If I call this method as below, I get a type error:

val out = new Output[String]
val in = new Input[AnyRef]
connect(out, in)

The error is:

test.scala:17: error: type mismatch;
 found   : Output[String]
 required: Output[AnyRef]
  connect(out, in)
          ^

I can resolve this by writing out the type parameter (in this case, I would write connect[String] , but I think the compiler should be able to figure this out for me. How can I change the connect method so that the type parameter is inferred automatically?

---

Edit: For now, I've made connect a method of Output so it gets the type parameter automatically. This also has the added benefit that I can use the infix notation out connect in , but the design feels a little awkward.
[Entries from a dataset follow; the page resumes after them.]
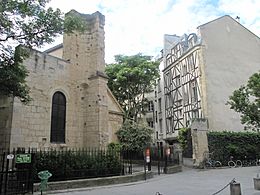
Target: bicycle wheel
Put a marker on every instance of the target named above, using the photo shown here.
(218, 164)
(231, 164)
(239, 163)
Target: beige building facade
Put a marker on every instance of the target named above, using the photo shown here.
(72, 105)
(200, 72)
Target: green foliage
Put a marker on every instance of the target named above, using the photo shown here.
(133, 136)
(236, 144)
(130, 78)
(78, 164)
(114, 147)
(246, 100)
(30, 24)
(184, 138)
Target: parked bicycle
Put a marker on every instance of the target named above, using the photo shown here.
(234, 163)
(249, 162)
(209, 162)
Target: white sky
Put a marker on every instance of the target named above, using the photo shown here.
(138, 26)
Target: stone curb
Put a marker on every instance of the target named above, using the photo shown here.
(77, 185)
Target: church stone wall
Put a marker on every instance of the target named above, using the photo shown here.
(6, 108)
(31, 123)
(80, 77)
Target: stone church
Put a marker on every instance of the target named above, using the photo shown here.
(72, 105)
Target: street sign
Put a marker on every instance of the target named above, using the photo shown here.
(10, 156)
(23, 158)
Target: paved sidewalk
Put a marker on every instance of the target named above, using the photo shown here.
(188, 182)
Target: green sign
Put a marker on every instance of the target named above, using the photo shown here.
(23, 158)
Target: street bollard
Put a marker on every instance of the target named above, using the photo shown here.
(44, 176)
(235, 188)
(257, 182)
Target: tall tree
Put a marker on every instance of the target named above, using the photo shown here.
(29, 24)
(130, 78)
(246, 100)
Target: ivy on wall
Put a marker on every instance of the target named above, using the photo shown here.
(240, 145)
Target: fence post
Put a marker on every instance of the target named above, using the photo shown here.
(235, 188)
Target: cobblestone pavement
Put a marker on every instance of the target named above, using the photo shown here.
(188, 182)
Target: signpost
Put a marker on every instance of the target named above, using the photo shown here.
(23, 158)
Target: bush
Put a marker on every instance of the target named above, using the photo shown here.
(75, 164)
(240, 145)
(134, 136)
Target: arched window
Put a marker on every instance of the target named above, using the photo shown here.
(58, 118)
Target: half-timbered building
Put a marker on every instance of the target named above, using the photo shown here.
(200, 72)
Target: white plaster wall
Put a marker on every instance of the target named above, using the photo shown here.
(231, 55)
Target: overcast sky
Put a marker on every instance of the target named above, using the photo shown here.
(138, 26)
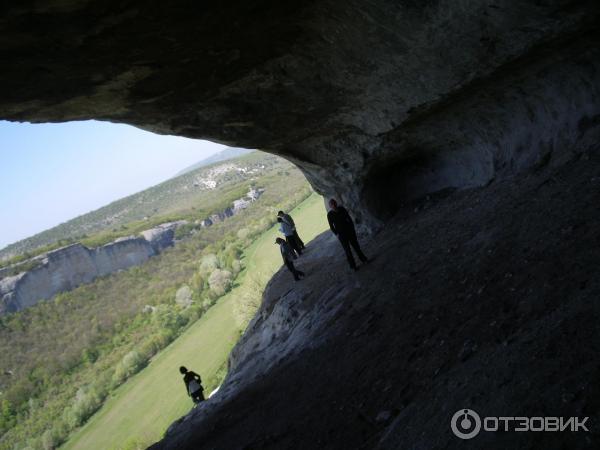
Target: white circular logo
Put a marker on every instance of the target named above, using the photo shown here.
(465, 424)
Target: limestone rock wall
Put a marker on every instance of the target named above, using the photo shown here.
(68, 267)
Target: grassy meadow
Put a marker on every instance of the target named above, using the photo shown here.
(139, 411)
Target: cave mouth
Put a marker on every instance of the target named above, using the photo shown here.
(399, 182)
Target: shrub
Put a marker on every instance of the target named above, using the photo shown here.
(183, 297)
(220, 281)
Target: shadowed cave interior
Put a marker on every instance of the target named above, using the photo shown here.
(425, 119)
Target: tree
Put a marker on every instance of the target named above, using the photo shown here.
(209, 263)
(220, 281)
(183, 297)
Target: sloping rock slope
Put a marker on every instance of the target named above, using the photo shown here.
(484, 299)
(371, 99)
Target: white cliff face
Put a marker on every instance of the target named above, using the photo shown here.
(68, 267)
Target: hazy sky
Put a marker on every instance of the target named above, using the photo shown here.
(50, 173)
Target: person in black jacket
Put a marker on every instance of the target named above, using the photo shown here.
(287, 218)
(193, 384)
(288, 255)
(342, 226)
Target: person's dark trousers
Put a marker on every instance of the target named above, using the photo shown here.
(348, 240)
(297, 273)
(198, 396)
(294, 244)
(298, 240)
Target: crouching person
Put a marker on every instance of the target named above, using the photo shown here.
(288, 255)
(193, 384)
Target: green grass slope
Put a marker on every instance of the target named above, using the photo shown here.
(142, 409)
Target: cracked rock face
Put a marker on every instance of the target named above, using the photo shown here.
(372, 100)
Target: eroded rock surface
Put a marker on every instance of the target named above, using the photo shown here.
(68, 267)
(483, 299)
(373, 100)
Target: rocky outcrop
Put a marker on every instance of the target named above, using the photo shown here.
(238, 206)
(377, 102)
(483, 299)
(68, 267)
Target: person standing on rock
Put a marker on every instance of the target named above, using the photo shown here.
(288, 255)
(193, 384)
(288, 219)
(288, 232)
(342, 226)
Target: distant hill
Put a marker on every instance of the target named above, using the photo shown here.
(223, 155)
(190, 194)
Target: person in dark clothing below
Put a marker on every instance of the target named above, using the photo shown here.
(287, 218)
(342, 226)
(287, 230)
(193, 384)
(287, 253)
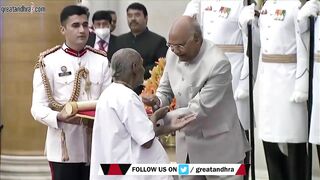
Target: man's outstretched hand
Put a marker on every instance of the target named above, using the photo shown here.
(152, 101)
(181, 121)
(175, 123)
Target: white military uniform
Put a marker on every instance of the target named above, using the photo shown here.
(219, 19)
(279, 119)
(120, 129)
(314, 136)
(60, 67)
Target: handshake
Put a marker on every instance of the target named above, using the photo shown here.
(172, 121)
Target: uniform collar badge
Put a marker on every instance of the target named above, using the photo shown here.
(64, 71)
(279, 15)
(224, 12)
(73, 52)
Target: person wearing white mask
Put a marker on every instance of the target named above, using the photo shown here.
(101, 38)
(281, 89)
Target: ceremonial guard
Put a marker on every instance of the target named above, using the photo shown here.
(281, 90)
(312, 8)
(71, 72)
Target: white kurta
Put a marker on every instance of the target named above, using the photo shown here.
(279, 119)
(61, 68)
(120, 129)
(314, 136)
(219, 19)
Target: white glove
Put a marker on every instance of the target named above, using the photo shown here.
(193, 8)
(241, 94)
(311, 8)
(246, 15)
(299, 97)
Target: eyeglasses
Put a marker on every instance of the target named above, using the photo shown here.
(179, 46)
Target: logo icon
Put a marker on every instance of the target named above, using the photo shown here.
(183, 169)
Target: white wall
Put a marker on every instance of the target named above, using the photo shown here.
(161, 15)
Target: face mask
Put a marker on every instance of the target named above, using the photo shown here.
(102, 32)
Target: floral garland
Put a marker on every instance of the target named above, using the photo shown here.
(150, 88)
(152, 83)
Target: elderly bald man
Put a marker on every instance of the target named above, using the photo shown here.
(198, 74)
(122, 132)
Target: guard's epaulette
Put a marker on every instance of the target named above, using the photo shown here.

I am still interested in why the compiler exhibits this behavior. I feel like it should be able to infer the type parameter. Is this actually working as specified?

Answer 1

You will sometimes get better results if you use multiple parameter lists:

def connect[T](output: Output[T])(input: Input[_ >: T]) = {
  output.input = Some(input)
  input.output = Some(output)
}

connect(out)(in)

...and indeed in this case, it works.

Answer 2

I may be totally wrong, but I think the problem is when you tie together the input and the output: the input has an output restricted to a subtype of T, but the output has an input restricted to a supertype of T, the only type that can satisfy both conditions is T.

Input[T] -> Output[ _ <: T ]
Output[Q] -> Input[ _ >: Q ]

When you create the input with the output (replacing Q with _ <: T )you get:

Input[T]->Input[ _ >: [_ <: T] ]

The same as

Input[T]->Input[ _ <: T <: _ ]

Hence the type mismatch

Answer 3

Actually scala type inferene can't handle "recursion" for now. So if type of argument can be infered only in collocation with other argument scala fail to inference. But if you use differnt argument list scala f(a)(b)(c,d) will infer types list by list, so it usally works better.

PS It is oversimplified, but can get you some clue.